E’ solo il primo dei tanti misteri che i ragazzi del club di letteratura classica, cui presto si uniranno Satoshi, migliore amico di Hotaru, e Ibara, studentessa addetta alla biblioteca della scuola, dovranno affrontare. Piccoli enigmi che, uniti all’interesse per la bella e un po’ misteriosa ragazza dai grandi occhi, costringeranno Hotaru a impegnarsi più di quanto avrebbe mai pensato.
Il primo numero della serie, pubblicata in Giappone nel 2012 e da cui è stato già tratto, come avviene sempre da quelle parti ogni volta che qualcosa ha successo, una serie animata, introduce bene i personaggi, caratterizzandone bene gli aspetti del carattere senza esasperare il tutto.
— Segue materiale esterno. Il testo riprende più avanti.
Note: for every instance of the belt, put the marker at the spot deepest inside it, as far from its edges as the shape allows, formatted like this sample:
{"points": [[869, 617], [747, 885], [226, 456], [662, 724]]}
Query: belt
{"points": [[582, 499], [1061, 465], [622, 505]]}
I disegni del bravo Task Hoda hanno il merito per niente scontato trattandosi di un manga di non essere una rappresentazione in anteprima del “cartone animato che sarà”, non dimenticandosi quel pizzico (giusto un po’) di realismo che nel fumetto non può mancare.
Ma quello che funziona di più è senz’altro l’ambientazione. L’atmosfera della scuola giapponese, molto più simile a quella delle nostre università che delle nostre scuole, è resa in maniera perfetta.
In questi ragazzi si potranno rivedere un po’ tutti quelli che la mattina si siedono in un aula per seguire un corso, che frequentano un laboratorio o un’associazione, che vanno in biblioteca a studiare o alle macchinette a prendersi un caffè.
“Hyouka” è il fumetto che parla di noi studenti, dei nostri giorni pieni di impegni, di dubbi, di libri da leggere e di cose da raccontarci. La nostra storia è li, o almeno un pezzetto di storia di ognuno di noi, e dobbiamo andarne fieri; se il periodo che stiamo vivendo non ci offre la certezza che i nostri sforzi varranno a qualcosa poco importa, abbiamo comunque il merito, il coraggio o semplicemente l’incoscienza di esserci.